Greg Stark <> writes:
> On Thu, Sep 22, 2016 at 3:23 AM, Tom Lane <> wrote:
>> But to kick the hash AM as such to the curb is to say
>> "sorry, there will never be O(1) index lookups in Postgres".

> Well there's plenty of halfway solutions for that. We could move hash
> indexes to contrib or even have them in core as experimental_hash or
> unlogged_hash until the day they achieve their potential.

> We definitely shouldn't discourage people from working on hash indexes
> but we probably shouldn't have released ten years worth of a feature
> marked "please don't use this" that's guaranteed to corrupt your
> database and cause weird problems if you use it a any of a number of
> supported situations (including non-replicated system recovery that
> has been a bedrock feature of Postgres for over a decade).

Obviously that has not been a good situation, but we lack a time
machine to retroactively make it better, so I don't see much point
in fretting over what should have been done in the past.

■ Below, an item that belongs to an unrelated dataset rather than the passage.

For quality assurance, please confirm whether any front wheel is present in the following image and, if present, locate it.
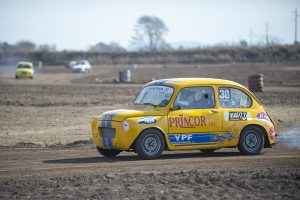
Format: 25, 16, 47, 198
134, 129, 165, 160
237, 126, 265, 155
96, 147, 121, 158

> Arguably adding a hashed btree opclass and relegating the existing
> code to an experimental state would actually encourage development
> since a) Users would actually be likely to use the hashed btree
> opclass so any work on a real hash opclass would have a real userbase
> ready and waiting for delivery, b) delivering a real hash opclass
> wouldn't involve convincing users to unlearn a million instructions
> warning not to use this feature and c) The fear of breaking existing
> users use cases and databases would be less and pg_upgrade would be an
> ignorable problem at least until the day comes for the big cutover of
> the default to the new opclass.

I'm not following your point here.  There is no hash-over-btree AM and
nobody (including Andres) has volunteered to create one.  Meanwhile,
we have a patch in hand to WAL-enable the hash AM.  Why would we do
anything other than apply that patch and stop saying hash is deprecated?